ウィンドウ関数は現在の問い合わせ行に関連した行集合に渡っての計算処理機能を提供します。 この機能の手引きは3.5を、文法の詳細は4.2.8を参照してください。
組み込みウィンドウ関数は表 9.57に一覧されています。
これらの関数は必ずウィンドウ関数構文で呼び出されなければなりません。つまり、OVER句が必要です。
これらの関数に加え、どんな組み込み、またはユーザ定義の汎用集約関数または統計集約関数もウィンドウ関数として使用できます(ただし順序集合や仮想集合集約はそうではありません)。組み込み集約関数一覧は9.20を参照してください。
集約関数は、呼び出しの後にOVER句が続いた場合のみウィンドウ関数として動作します。それ以外の場合は、非ウィンドウの集約関数として動作し、集合全体に対して1行だけを返します。
表9.57 汎用ウィンドウ関数
表 9.57に列挙された関数はすべて、対応するウィンドウ定義のORDER BY句で指定されるソート順に依存します。

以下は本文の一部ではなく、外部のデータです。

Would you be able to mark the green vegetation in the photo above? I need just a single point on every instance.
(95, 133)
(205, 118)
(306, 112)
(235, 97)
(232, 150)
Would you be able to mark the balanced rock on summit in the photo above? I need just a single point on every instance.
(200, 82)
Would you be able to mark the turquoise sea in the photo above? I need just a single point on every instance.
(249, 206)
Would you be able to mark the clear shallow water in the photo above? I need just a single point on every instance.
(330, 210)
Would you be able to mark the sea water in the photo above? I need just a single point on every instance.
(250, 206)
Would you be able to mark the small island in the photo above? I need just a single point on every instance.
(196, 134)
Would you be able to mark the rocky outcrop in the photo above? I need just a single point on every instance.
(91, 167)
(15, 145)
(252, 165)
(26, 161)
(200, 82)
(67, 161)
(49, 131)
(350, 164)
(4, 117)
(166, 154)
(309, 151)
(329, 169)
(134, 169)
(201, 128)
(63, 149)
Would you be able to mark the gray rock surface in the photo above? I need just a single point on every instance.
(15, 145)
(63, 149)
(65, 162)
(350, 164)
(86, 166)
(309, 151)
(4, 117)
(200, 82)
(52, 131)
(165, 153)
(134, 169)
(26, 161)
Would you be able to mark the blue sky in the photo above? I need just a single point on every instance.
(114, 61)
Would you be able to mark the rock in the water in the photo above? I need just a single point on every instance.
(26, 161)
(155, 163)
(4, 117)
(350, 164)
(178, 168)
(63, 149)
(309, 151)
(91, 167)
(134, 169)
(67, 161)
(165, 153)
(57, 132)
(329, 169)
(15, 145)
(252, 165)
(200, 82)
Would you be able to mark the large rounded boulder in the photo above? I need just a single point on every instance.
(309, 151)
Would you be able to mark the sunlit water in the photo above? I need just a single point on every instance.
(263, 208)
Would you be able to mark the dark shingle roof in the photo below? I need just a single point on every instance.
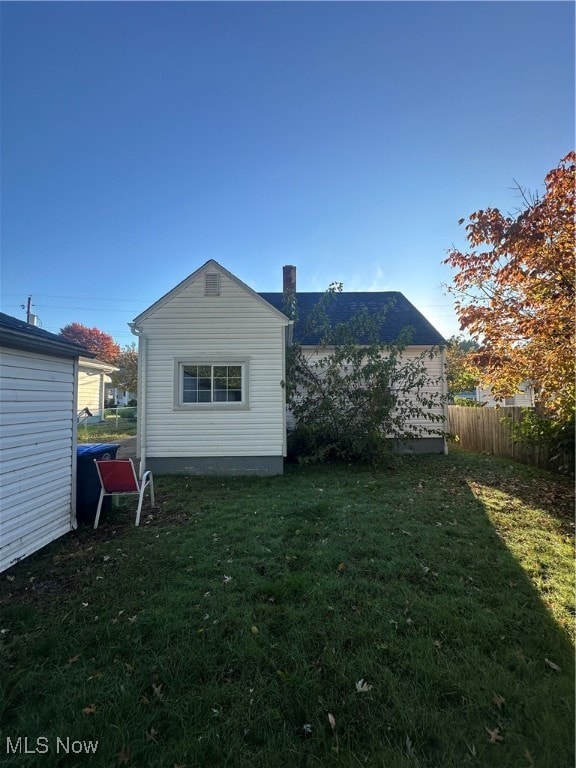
(21, 335)
(400, 315)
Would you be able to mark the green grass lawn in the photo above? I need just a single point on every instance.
(335, 616)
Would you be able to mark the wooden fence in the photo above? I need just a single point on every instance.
(489, 430)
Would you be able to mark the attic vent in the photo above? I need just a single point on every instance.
(211, 284)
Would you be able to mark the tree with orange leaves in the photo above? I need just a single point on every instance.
(515, 294)
(92, 339)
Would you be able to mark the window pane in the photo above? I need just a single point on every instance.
(205, 385)
(211, 383)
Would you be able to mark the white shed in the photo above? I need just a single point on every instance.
(38, 398)
(211, 362)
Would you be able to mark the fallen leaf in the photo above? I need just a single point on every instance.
(494, 735)
(498, 700)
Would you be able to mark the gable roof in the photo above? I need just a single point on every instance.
(21, 335)
(400, 314)
(211, 264)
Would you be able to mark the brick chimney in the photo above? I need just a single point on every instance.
(289, 291)
(289, 280)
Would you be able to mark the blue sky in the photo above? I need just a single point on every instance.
(140, 140)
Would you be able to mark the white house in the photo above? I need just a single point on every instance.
(93, 376)
(211, 361)
(212, 366)
(38, 401)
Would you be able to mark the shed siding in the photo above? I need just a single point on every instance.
(36, 420)
(233, 325)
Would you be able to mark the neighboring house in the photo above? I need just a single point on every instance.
(212, 367)
(38, 408)
(524, 397)
(93, 376)
(116, 396)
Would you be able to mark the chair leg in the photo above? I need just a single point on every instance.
(100, 500)
(140, 500)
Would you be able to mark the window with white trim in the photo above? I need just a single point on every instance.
(212, 384)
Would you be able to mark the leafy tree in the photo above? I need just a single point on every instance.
(462, 374)
(359, 395)
(515, 293)
(92, 339)
(127, 375)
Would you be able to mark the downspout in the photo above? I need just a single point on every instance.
(74, 468)
(445, 398)
(141, 407)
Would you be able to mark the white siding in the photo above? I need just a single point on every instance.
(91, 392)
(191, 326)
(36, 452)
(435, 374)
(523, 398)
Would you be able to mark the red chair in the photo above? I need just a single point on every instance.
(118, 478)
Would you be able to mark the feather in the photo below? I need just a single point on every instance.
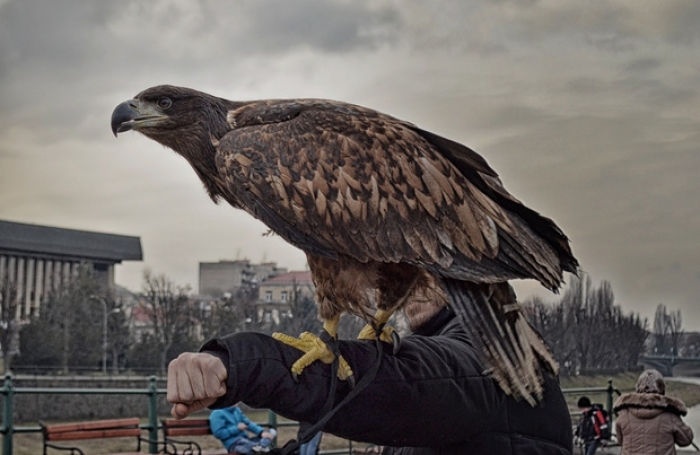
(380, 207)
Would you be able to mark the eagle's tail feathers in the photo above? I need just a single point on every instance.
(515, 353)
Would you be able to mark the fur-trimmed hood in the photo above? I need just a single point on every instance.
(649, 405)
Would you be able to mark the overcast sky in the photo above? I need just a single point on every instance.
(589, 111)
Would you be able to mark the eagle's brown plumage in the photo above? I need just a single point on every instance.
(386, 212)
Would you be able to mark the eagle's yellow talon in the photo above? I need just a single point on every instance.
(314, 349)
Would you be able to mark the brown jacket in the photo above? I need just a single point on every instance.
(650, 424)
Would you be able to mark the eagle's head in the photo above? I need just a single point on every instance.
(180, 118)
(183, 119)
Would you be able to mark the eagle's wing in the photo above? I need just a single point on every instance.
(337, 179)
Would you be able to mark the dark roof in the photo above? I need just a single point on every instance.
(30, 239)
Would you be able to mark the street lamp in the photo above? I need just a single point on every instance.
(104, 329)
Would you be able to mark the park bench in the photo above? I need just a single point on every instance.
(96, 429)
(175, 430)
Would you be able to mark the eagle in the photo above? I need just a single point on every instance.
(390, 216)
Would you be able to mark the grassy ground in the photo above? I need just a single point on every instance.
(31, 443)
(625, 382)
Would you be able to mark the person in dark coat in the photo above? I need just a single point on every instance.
(432, 397)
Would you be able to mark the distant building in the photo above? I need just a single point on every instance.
(39, 259)
(219, 278)
(276, 294)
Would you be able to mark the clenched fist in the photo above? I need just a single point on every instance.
(195, 381)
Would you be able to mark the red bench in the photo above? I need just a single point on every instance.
(96, 429)
(173, 430)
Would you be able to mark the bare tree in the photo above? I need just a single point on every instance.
(168, 307)
(675, 329)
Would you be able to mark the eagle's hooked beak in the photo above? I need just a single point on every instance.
(133, 115)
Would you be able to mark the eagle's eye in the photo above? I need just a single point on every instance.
(165, 102)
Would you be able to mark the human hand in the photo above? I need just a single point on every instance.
(195, 381)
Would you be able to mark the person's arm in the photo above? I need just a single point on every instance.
(432, 392)
(618, 430)
(682, 433)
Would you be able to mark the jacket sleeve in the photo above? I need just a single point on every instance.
(432, 392)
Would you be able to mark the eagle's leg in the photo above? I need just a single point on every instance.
(315, 348)
(386, 333)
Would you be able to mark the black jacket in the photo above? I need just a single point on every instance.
(430, 398)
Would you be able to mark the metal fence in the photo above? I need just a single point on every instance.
(8, 391)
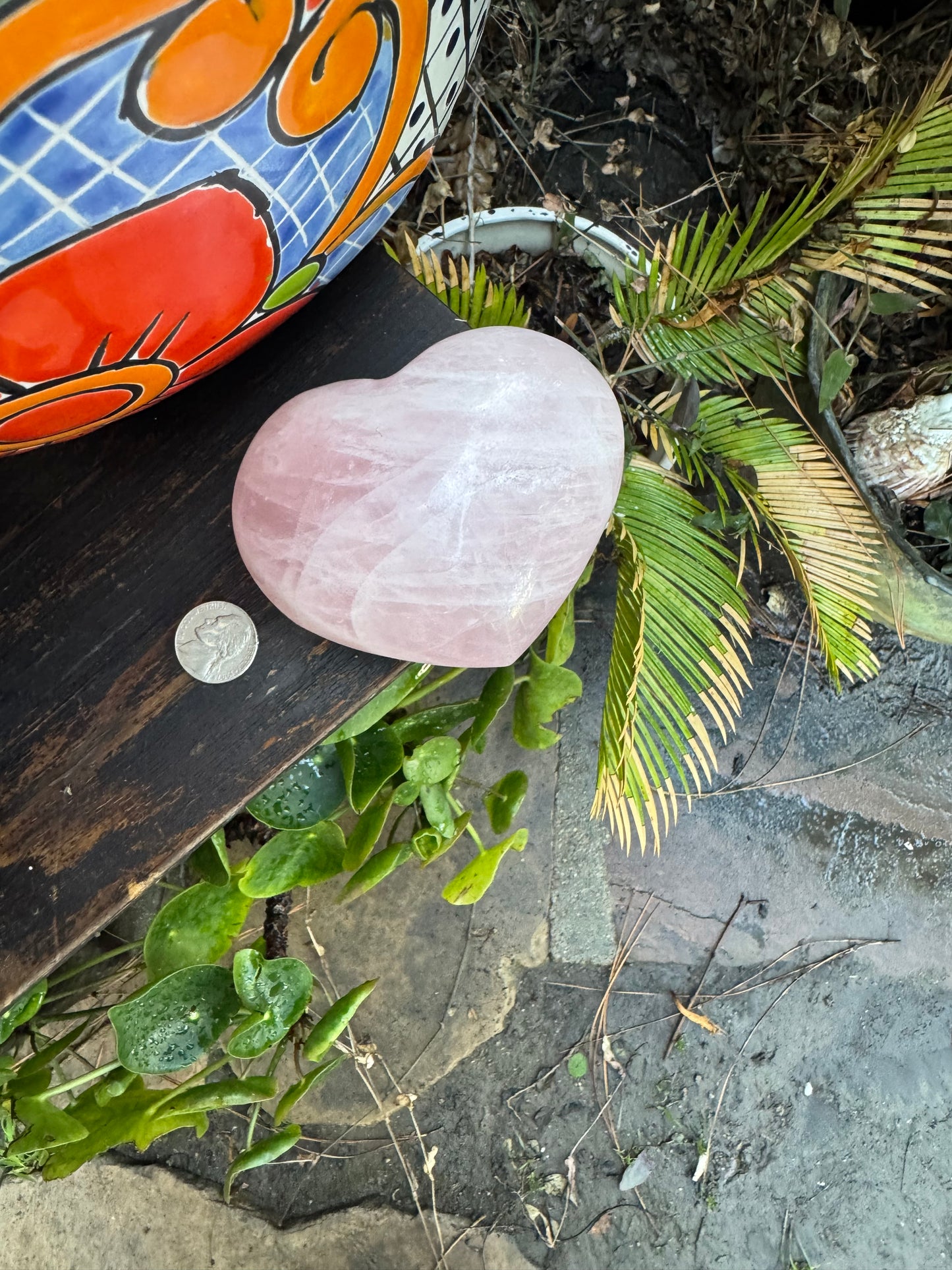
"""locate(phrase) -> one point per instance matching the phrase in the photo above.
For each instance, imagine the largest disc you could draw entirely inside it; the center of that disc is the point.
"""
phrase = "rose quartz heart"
(442, 515)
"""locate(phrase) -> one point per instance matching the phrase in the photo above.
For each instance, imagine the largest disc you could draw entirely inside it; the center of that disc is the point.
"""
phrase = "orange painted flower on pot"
(93, 330)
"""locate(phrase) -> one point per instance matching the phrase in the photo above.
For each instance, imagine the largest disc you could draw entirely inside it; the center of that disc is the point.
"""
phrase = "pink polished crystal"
(442, 515)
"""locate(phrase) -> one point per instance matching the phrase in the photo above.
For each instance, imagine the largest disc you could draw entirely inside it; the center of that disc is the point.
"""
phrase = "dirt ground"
(822, 1105)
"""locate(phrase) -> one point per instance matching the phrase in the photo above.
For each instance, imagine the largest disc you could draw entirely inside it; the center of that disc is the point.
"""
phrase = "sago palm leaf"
(679, 626)
(721, 313)
(691, 312)
(814, 515)
(898, 235)
(475, 297)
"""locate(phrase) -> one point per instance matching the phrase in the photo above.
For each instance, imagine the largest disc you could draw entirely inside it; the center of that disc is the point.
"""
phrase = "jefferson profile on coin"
(216, 642)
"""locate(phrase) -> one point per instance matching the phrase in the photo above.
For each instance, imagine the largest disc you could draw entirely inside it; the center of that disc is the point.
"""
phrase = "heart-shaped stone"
(442, 515)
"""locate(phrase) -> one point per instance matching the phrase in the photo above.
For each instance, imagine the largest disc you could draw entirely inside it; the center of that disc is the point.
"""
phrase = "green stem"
(86, 966)
(74, 1014)
(272, 1067)
(459, 809)
(431, 687)
(79, 1080)
(84, 990)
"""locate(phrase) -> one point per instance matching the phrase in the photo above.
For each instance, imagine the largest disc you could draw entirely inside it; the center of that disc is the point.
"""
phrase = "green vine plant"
(212, 1019)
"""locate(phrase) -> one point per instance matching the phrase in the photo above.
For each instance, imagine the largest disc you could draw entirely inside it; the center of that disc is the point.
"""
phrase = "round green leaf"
(276, 991)
(549, 689)
(368, 761)
(294, 857)
(435, 805)
(405, 794)
(172, 1024)
(433, 761)
(430, 845)
(196, 926)
(308, 793)
(578, 1066)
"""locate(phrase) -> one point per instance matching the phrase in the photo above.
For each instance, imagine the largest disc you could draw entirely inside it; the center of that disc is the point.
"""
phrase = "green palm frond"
(898, 235)
(723, 313)
(693, 313)
(801, 497)
(679, 626)
(475, 297)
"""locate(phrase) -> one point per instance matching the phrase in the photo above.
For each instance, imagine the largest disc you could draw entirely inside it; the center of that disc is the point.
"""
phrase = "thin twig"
(696, 993)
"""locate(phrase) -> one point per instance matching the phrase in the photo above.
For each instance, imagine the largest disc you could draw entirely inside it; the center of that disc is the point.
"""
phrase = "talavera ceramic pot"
(175, 179)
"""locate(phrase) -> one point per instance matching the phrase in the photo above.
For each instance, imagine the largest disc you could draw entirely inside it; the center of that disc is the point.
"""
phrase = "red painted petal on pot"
(196, 266)
(242, 339)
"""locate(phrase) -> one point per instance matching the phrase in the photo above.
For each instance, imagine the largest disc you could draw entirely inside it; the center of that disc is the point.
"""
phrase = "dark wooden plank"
(113, 763)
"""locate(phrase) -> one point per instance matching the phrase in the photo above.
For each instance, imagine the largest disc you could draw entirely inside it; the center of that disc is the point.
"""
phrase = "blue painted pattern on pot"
(177, 179)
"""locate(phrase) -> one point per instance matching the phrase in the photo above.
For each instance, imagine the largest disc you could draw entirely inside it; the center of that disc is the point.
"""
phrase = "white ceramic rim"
(608, 249)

ORDER BYの列だけを考慮した場合に重複する行はピアと呼ばれます。
4つの順位付け関数(cume_distを含む)は、すべてのピア行に対して同じ答えになるように定義されています。
first_value、last_value、nth_value関数は「ウィンドウフレーム」内の行のみを考慮することに注意してください。
デフォルトで、ウィンドウフレームにはパーティションの先頭から現在の行の最終ピアまでの行が含まれます。
これはlast_value、または時々nth_valueでは有用ではない結果を得ることになりがちです。
OVER句に適切なフレーム指定(RANGE、GROUP、もしくはROWS)を加えることで、フレームを再定義することができます。
フレーム指定についての詳細は4.2.8を参照してください。
集約関数をウィンドウ関数として使用する場合、現在の行のウィンドウフレーム内の行に渡って集約処理を行います。
ORDER BYおよび、デフォルトのウィンドウフレーム定義を使用した集約では、「中間和」のような動作を行います。これが望まれる場合もあれば、望まれない場合もあります。
パーティション全体に渡る集約処理を行うためには、ORDER BYを省略するかROWS BETWEEN UNBOUNDED PRECEDING AND UNBOUNDED FOLLOWINGを使用してください。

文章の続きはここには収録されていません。